Two Regulatory enzymes that in turn activate and deactivate E1. Cyclic AMP-free PDH kinase phosphorylates and, thus, inhibits E1, while PDH activates phosphatase E1. Kinase is fully mobilized by ATP, acetyl CoA, and NADH. Therefore, in the presence of these high energy signals, the pyruvate dehydrogenase complex is off. Acetyl CoA and NADH inhibit the dephosphorylated form of E1 separately. Pyruvate is a potent inhibitor of pyrite dehydrogenase kinase. Therefore, if pyruvate concentration is elevated, it will be more dynamic. Calcium is a potent activator of PDH, a phosphatase activator that activates E. [Note: This is especially important in skeletal muscle, where the release of Ca2+ during contraction stimulates the pyruvate dehydrogenase complex and thus energy production.
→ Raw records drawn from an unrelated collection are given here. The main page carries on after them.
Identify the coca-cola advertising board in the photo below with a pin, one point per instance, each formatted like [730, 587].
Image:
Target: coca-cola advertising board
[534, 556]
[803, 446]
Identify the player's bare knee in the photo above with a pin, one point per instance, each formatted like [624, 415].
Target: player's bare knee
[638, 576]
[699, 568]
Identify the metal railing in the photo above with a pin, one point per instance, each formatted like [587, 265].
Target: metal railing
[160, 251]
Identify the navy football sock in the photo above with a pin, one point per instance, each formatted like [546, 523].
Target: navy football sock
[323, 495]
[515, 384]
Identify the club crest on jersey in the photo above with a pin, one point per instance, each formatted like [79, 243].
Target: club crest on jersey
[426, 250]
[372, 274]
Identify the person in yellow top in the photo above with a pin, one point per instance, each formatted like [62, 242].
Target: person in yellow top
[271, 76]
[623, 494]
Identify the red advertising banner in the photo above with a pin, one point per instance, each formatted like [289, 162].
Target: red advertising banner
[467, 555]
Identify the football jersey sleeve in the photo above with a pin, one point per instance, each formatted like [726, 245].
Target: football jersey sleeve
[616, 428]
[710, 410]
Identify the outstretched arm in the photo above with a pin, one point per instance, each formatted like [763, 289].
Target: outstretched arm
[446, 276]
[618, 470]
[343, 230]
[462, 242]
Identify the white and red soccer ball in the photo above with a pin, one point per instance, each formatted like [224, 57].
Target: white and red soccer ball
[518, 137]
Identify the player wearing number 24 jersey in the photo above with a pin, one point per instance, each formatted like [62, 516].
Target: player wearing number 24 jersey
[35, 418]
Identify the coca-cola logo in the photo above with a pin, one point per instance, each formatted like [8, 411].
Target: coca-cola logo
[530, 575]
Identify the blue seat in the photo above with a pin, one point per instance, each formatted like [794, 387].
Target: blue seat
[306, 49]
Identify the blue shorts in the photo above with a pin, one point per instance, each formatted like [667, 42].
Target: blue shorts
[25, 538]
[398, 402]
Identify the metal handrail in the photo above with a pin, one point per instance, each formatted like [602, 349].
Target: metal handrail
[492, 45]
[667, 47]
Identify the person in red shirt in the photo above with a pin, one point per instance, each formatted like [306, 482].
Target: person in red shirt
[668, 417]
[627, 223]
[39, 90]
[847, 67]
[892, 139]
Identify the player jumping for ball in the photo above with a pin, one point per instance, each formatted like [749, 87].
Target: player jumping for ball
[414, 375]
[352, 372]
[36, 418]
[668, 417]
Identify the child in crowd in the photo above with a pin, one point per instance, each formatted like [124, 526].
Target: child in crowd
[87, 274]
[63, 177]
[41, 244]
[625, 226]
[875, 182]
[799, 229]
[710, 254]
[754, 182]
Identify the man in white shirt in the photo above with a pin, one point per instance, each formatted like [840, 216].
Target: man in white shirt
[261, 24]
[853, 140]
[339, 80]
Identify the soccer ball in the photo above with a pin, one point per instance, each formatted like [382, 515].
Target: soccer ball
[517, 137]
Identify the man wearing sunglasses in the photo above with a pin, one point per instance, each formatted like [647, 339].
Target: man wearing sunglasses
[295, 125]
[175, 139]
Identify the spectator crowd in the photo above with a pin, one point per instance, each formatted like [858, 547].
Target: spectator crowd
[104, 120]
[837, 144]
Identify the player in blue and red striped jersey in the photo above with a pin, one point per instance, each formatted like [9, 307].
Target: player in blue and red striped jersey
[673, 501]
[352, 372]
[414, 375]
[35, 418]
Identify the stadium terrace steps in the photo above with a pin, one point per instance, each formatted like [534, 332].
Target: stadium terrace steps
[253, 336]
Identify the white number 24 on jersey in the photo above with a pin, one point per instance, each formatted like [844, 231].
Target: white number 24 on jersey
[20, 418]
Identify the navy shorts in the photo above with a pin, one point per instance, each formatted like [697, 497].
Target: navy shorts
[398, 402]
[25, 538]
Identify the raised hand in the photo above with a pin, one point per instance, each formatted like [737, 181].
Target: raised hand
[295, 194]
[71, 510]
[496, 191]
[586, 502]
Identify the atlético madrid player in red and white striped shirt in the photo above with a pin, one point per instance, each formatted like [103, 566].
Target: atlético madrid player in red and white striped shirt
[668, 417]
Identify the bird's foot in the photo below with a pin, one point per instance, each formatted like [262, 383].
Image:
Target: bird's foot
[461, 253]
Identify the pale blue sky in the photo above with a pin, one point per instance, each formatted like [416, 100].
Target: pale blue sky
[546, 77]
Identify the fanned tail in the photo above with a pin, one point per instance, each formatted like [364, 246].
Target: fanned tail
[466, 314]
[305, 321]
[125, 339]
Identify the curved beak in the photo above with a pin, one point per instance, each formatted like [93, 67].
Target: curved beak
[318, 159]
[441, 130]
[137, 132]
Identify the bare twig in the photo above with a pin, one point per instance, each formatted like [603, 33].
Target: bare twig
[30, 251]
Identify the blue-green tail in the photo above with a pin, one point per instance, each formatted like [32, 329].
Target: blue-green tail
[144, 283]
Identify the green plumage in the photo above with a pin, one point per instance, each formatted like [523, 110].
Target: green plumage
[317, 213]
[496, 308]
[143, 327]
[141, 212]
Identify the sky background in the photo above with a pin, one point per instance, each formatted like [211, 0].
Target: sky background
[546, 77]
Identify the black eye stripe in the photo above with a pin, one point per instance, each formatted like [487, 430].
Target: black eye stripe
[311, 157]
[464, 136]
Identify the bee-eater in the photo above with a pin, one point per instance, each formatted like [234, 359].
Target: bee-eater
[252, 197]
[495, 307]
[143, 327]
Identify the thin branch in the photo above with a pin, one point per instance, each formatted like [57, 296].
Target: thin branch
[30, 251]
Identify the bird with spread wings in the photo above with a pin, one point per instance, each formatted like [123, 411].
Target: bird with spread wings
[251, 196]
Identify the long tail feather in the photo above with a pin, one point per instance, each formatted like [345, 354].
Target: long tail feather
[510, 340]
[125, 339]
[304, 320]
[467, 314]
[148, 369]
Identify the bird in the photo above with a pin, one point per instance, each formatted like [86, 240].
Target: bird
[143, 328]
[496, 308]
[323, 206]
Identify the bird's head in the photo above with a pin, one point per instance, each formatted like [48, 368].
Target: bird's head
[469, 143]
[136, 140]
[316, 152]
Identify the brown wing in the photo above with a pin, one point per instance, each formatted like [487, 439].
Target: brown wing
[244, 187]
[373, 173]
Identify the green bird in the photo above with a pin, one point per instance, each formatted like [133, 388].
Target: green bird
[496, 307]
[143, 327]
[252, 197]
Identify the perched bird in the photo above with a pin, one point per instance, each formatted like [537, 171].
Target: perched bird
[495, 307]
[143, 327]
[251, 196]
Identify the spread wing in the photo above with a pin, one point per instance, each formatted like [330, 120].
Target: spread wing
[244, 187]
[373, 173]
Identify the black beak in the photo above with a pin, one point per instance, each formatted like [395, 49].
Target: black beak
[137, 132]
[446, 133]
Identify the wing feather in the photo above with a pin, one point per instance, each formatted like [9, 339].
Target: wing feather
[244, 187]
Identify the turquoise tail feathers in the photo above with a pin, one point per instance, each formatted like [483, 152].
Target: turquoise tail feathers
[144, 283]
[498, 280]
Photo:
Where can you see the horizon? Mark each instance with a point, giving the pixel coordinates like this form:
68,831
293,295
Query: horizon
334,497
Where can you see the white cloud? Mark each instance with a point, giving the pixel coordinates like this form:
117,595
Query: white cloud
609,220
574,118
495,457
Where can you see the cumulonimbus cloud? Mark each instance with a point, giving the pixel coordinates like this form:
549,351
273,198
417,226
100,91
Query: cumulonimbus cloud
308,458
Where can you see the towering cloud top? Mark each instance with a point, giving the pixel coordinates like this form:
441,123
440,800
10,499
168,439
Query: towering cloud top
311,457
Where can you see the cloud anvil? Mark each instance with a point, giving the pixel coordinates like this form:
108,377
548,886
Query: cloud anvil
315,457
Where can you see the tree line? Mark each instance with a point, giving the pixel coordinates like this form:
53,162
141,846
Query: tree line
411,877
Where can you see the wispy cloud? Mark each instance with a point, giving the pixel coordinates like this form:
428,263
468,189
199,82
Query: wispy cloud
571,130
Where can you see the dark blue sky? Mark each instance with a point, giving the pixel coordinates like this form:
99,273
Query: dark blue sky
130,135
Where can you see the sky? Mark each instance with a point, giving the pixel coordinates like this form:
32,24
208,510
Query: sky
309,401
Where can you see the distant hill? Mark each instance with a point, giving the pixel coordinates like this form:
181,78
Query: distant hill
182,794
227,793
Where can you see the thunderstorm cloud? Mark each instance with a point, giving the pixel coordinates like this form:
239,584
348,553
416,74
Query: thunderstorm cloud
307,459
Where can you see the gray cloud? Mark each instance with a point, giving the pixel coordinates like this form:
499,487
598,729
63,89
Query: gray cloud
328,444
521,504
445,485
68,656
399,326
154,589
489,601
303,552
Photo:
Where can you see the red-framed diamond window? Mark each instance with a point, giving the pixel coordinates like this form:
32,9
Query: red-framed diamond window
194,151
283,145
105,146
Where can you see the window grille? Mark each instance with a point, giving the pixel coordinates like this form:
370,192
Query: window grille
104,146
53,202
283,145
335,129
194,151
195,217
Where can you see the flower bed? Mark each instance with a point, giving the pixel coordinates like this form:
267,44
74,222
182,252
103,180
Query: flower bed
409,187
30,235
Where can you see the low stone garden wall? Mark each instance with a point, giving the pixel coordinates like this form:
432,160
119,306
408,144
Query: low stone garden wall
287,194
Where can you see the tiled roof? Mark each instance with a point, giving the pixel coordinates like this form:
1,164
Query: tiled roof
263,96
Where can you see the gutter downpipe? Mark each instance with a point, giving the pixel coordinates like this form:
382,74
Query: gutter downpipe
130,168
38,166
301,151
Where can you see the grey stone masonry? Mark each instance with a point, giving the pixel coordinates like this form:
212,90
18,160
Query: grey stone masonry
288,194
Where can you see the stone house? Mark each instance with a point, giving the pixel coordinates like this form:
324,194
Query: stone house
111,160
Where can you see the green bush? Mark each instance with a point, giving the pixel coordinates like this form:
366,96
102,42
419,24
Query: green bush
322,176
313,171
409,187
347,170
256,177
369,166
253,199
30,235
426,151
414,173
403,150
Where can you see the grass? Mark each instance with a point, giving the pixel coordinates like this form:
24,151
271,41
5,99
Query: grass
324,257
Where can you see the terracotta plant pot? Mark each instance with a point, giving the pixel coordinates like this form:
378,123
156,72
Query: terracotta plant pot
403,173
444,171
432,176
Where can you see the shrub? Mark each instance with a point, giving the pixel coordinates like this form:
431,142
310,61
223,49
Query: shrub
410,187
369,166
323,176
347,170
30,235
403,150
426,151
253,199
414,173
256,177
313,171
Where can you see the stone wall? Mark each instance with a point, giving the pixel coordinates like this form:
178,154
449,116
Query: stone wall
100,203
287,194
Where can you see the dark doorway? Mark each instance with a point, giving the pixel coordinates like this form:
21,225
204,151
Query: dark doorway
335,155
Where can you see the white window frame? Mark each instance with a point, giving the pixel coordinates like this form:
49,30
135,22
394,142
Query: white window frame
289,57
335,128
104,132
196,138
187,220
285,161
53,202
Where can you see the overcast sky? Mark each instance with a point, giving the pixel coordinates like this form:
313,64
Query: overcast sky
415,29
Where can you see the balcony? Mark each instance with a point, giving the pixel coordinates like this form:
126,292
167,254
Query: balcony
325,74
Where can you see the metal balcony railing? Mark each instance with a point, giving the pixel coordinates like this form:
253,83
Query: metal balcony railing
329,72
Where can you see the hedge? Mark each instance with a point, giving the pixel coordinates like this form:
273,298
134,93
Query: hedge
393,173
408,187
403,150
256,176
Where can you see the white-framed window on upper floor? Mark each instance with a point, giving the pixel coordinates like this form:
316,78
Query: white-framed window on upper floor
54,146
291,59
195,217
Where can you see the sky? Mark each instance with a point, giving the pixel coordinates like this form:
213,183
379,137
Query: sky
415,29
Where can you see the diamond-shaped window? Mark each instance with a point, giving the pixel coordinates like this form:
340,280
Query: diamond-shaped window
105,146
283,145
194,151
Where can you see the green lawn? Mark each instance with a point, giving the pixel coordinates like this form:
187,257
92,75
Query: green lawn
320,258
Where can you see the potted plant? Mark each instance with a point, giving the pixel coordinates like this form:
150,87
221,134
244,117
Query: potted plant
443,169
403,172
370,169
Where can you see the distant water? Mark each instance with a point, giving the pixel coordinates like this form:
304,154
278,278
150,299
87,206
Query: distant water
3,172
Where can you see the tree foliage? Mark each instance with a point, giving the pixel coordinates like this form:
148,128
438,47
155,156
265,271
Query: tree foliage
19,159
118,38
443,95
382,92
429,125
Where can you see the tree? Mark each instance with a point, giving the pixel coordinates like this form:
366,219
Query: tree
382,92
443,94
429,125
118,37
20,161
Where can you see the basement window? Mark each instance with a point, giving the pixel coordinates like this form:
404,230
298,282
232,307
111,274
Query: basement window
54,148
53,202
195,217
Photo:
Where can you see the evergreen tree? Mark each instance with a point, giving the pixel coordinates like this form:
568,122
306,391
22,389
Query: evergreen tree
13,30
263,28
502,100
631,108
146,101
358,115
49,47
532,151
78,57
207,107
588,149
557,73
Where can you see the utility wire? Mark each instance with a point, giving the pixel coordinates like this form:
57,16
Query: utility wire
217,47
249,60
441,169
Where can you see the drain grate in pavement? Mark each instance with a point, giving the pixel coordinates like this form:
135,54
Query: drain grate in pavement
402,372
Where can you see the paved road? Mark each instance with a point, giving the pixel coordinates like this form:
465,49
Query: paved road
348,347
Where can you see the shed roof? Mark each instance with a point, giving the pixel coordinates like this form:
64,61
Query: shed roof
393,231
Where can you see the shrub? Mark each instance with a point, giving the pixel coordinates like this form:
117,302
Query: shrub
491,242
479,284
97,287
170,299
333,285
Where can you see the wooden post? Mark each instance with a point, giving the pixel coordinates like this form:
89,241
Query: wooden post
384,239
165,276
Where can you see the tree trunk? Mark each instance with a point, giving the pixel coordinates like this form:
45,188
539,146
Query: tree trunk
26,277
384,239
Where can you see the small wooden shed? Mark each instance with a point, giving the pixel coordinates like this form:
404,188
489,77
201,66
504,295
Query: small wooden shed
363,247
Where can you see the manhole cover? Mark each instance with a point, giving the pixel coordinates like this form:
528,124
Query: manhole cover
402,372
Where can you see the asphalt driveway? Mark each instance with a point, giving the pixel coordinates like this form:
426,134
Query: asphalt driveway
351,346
Energy Produced by The TCA Cycle.
The two carbon atoms enter the cycle as Acetyl CoA and move as CO2. This cycle does not include pure use or production of oxaloacetate or any other intermediate. During one turn of the cycle, four pairs of electrons move: three pairs of electrons reduce three NAD+ to NADH and one pair FAD to FADH2. The oxidation of one NADH through the electron transport chain produces about three ATP, while the oxidation of FADH2 produces about two ATP. The total production of ATP from the oxidation of acetyl CoA summarizes the reaction of the TCA cycle.
Regulation of TCA Cycle.
Unlike glycolysis, which is mainly regulated by phosphofructokinase, the TCA cycle is regulated by several enzyme activity rules. The most important of these regulated enzymes are those that stimulate the reaction with highly negative ΔG∘ citrate synthase, isocitrate dehydrogenase, and α-ketoglutarate dehydrogenase complex. Reducing the required requirements for oxidative phosphorylation was developed by the Pyruvate hydrogenase complex and the TCA cycle, and both processes have been eliminated in response to the increase in ADP.